The Turkish artist Hale Tenger is participating in the 57th International Art Exhibition-La Bienale di Venezia. Curated by Christine Macel, the exhibition Viva Arte Viva will be on view until November 26 of this year. Tenger’s 7-channel video installation “Balloons on the Sea” (2011) with music by Serdar Ateşer, will be showcased in the Arsenale.

Turkish artist Hale Tenger is showing “Balloons on the Sea”, a 7 channel video installation at the Venice Biennale this year. This art work was previously shown in Dubai’s Green Art Gallery and İstanbul Modern Museum, derives inspiration from a popular game played in the coastal areas of Turkey where passersbys try to shoot balloons tied together and laid on the sea. Starting out from this local pastime and using it as a metaphor, Tenger comments subtly on the ephemeral nature of life, political oppressions and resilience.

In the central part of the installation, Tenger reverses the floating image of tied balloons on the sea and fabricates an ambiguity where tension between reality and reflection become apparent. Greeted by this serenely moving image, the viewer crosses to the other side of the space where individual balloons of different colors burst at random only to reappear and get blown back again. Although there is no shooting apparent in the video, the music adds tension to these scenes where balloons appear in a ghostly manner.

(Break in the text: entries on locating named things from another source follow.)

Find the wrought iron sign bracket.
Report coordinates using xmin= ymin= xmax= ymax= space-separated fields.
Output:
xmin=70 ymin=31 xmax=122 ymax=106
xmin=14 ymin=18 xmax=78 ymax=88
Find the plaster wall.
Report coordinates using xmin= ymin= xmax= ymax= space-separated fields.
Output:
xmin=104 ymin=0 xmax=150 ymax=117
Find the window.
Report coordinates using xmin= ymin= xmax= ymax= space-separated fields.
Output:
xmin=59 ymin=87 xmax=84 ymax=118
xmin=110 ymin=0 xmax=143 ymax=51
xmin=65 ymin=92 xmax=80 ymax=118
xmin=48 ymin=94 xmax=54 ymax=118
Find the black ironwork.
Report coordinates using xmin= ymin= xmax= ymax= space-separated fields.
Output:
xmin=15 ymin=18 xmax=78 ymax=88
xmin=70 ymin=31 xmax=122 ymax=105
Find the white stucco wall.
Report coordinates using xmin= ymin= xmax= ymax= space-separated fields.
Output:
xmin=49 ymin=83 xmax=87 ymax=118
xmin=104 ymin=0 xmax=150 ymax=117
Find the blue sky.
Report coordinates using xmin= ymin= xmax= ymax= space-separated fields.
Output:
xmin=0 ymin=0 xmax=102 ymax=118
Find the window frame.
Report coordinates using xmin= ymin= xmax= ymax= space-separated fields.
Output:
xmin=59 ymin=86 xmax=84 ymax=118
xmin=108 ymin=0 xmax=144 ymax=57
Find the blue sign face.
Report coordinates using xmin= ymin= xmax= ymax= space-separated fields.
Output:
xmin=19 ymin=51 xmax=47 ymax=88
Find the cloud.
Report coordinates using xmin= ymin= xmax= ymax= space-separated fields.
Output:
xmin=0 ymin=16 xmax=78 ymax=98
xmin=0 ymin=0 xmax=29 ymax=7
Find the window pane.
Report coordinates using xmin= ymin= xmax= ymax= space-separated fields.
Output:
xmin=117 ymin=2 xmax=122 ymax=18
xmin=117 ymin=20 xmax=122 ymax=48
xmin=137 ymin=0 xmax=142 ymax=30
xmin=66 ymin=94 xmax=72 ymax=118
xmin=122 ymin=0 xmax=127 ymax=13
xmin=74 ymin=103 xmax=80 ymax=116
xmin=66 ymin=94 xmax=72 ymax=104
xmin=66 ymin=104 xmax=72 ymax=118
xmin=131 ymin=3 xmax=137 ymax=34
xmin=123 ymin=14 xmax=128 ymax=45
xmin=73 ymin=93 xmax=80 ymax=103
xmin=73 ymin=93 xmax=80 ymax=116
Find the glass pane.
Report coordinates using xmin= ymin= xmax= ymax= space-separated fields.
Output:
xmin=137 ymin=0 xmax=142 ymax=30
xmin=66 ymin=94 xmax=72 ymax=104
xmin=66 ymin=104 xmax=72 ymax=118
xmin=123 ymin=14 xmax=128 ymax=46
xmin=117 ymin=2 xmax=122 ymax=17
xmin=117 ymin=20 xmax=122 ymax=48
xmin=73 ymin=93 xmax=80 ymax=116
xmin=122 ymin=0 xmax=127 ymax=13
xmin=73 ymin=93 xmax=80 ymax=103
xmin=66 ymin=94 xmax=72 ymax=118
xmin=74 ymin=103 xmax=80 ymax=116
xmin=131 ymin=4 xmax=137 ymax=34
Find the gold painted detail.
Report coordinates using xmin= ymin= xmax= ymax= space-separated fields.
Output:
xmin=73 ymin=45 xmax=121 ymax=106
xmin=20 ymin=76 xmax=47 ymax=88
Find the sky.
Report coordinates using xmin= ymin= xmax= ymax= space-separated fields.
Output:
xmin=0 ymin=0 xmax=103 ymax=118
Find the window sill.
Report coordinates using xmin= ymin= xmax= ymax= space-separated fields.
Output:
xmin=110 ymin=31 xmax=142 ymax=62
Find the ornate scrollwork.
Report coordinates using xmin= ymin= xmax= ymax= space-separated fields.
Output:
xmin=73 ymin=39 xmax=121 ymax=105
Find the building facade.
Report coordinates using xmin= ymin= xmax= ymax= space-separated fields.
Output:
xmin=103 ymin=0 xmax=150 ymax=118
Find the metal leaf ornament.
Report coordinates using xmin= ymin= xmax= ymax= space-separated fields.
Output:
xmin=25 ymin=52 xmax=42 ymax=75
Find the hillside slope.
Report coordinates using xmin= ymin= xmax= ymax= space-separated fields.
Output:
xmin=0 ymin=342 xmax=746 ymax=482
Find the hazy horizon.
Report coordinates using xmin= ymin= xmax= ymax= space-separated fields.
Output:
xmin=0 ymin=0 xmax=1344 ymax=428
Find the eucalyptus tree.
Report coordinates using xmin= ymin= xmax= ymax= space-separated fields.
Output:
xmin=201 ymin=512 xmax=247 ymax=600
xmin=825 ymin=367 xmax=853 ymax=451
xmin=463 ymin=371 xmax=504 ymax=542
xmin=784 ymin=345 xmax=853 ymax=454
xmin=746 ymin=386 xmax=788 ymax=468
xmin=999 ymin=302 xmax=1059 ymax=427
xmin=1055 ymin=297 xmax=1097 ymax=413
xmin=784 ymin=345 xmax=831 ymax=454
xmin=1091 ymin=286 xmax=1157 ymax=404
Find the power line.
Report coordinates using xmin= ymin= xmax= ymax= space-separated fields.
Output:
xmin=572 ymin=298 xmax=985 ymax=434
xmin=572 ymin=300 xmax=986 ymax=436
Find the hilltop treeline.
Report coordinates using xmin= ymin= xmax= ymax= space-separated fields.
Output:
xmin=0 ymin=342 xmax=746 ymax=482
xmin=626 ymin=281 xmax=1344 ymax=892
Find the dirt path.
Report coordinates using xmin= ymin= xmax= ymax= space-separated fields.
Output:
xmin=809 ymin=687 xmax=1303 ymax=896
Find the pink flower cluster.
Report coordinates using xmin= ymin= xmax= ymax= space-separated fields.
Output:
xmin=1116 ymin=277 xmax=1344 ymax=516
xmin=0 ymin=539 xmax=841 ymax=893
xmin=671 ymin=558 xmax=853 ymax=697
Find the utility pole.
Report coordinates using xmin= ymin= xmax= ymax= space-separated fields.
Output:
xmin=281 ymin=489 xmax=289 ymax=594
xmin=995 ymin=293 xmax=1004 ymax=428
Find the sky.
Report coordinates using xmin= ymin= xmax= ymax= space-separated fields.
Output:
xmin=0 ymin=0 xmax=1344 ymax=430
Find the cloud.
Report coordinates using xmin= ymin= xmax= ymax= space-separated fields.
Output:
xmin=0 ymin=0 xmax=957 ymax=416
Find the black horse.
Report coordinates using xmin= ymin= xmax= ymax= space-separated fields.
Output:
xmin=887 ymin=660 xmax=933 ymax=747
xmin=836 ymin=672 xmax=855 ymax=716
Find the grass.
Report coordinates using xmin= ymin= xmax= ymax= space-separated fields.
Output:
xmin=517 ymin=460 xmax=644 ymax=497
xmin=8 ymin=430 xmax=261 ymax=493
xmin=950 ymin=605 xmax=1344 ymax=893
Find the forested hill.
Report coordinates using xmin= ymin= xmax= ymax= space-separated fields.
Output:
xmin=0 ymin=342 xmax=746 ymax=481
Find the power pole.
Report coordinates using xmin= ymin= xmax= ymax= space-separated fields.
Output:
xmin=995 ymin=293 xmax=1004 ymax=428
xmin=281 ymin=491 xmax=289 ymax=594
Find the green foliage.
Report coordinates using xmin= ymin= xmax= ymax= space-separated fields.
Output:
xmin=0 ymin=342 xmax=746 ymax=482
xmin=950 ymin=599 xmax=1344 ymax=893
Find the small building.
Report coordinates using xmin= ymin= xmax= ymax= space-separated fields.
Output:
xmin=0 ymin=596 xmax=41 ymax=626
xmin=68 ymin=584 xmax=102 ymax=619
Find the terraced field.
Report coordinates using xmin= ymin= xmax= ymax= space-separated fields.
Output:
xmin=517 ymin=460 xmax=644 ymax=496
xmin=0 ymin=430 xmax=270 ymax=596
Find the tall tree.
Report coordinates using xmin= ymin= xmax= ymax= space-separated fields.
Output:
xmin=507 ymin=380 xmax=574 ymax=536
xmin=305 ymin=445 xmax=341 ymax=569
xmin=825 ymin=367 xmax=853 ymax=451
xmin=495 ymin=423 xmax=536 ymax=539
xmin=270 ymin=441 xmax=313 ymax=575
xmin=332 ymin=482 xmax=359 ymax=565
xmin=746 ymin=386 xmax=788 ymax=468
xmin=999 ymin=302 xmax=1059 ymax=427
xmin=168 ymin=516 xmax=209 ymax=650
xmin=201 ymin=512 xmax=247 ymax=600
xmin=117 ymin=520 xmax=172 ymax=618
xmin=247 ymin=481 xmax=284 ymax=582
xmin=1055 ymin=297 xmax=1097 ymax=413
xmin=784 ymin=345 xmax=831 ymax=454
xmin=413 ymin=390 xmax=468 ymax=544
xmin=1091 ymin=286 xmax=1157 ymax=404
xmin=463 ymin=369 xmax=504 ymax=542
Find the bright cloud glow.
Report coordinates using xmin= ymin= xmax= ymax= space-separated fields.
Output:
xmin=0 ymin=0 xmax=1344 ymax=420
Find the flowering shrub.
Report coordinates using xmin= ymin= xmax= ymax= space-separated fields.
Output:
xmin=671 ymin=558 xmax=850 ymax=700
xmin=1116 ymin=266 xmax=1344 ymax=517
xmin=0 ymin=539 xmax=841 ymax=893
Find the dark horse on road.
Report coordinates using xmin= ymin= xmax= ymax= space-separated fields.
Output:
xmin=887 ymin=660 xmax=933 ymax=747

Similar to some of Tenger’s earlier work, “Balloons on the Sea” bears a dreamlike aspect and pulls the viewer in to the uncanny field of emotions. Being in the space, in a constructed atmosphere, the viewer feels the tension between birth and death, existence and non-existence. The artist reveals that the work hints at the unavoidable grim reality of our temporal existence and adds: “The image of balloons on the sea itself is a very joyful one if we didn’t know what was to follow. I wanted to play on the suspense element between melancholy and joy with the support of music created for that. The reappearance of each balloon after being shot at reflects resistance but in a very poetic way… We know various forms of overpowering continue to haunt societies on different levels, politically, culturally or economically but we know as well that no suppression can be carried on forever.”